Racism Around the World
It's interesting how we always seem to think that the issue of 'blackface' in films is purely a Western problem and, indeed, specifically one of English-speaking cinema. While watching King Kong vs Godzilla the other day, (not the recent CGI-fest, but the proper 1962 one where the man in the monkey suit squares off against the man in the lizard suit and wreck a series of meticulously constructed miniature landscapes), I was reminded that it is something that crosses cultural barriers. It was quite startling to see that, during the scenes on Kong's island, the 'natives' are actually blacked up Japanese actors. By 1962, of course, this sort of 'blacking up' to depict non-white characters had long been abandoned in Western cinema, (although it was still the norm to see white actors in 'Yellow Face' portraying Chinese or Japanese characters). Perhaps it was all a 'homage' on the part of the Japanese filmmakers to the era in which the original King Kong was made (although there, the 'natives' were played by black actors). Then again, perhaps their excuse was that there simply weren't enough black actors available in Japan for these scenes. Whatever, it makes for a jarring moment. But, as I keep saying: the past plays to different rules and it is pointless getting too upset about this sort of thing - just take solace in the fact that it, hopefully, shows that we've progressed sufficiently that this sort of stuff clearly looks and feels wrong.

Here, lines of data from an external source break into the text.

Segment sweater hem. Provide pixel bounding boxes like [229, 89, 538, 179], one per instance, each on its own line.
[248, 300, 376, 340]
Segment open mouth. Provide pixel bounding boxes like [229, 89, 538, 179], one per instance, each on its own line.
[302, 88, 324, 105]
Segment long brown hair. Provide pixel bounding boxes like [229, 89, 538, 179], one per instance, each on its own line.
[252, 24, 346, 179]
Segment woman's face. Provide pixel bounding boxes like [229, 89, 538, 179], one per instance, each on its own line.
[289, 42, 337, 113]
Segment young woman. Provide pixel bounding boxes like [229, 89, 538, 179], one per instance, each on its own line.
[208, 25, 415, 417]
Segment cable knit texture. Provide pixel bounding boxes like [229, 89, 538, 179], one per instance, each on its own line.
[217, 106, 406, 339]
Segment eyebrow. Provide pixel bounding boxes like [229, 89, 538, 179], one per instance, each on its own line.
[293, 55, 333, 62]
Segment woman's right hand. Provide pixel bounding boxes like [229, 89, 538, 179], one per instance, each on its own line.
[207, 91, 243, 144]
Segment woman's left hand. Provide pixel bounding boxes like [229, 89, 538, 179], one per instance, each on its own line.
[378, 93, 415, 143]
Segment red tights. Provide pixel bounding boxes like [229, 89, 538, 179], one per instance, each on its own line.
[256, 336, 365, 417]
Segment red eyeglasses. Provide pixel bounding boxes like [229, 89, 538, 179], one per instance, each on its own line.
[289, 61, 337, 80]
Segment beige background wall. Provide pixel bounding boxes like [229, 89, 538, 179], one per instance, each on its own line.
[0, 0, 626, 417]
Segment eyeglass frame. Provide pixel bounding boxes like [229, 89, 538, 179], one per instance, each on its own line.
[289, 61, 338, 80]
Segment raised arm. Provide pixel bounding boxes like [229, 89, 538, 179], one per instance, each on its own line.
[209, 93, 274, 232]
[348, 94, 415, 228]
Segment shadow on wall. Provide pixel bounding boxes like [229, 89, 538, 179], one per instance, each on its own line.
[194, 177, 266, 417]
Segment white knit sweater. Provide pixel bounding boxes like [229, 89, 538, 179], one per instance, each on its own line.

But simply because something was a convention 'back then', doesn't mean that we can, or should, accept it unquestioningly. The use of 'blackface' historically is deeply rooted in racism - on the one hand it reflected the attitude that non-white people were simply incapable of doing anything as 'sophisticated' as acting, on the other it was designed to reinforce the idea that they were simpletons by presenting them as idiotic caricatures. Not that it got much better when Hollywood started using real black actors for these roles - just look at the way they are usually cast as a bumbling simplistic comic relief, always acting as a subordinate to the main white leads, (it was as if slavery had never ended). Black leading actors like Paul Robeson were very much the exception. Not that the use of 'blackface' confined to Hollywood - you can find examples of it in British films well into the seventies, with white actors regularly playing Indians and Pakistanis. I've also seen French films with blacked up white actors from this era, not to mention Paul Naschy blacking up as an Indian in Vengeance of the Zombies, or Bud Spencer donning turban and boot polish to disguise himself as an Indian in Charleston. Italian cinema actually has quite a history of blackface - as late as the early eighties there was at least one Bud Spencer/Terence Hill comedy that featured Sal Borghese in black face as a comedic 'native'. Even when they weren't using black face, many Italian exploitation films included highly racist portrayals of non-white and non-European peoples. In particular the cannibal movies, which, despite employing indigenous peoples to portray their 'savage' tribes, like to give the impression that such peoples are exclusively flesh-hungry, head hunting barbarians hell-bent on raping, dismembering and eating every white woman they encounter. It really is quite depressing how universal racist stereotypes seem to be in the supposedly developed world.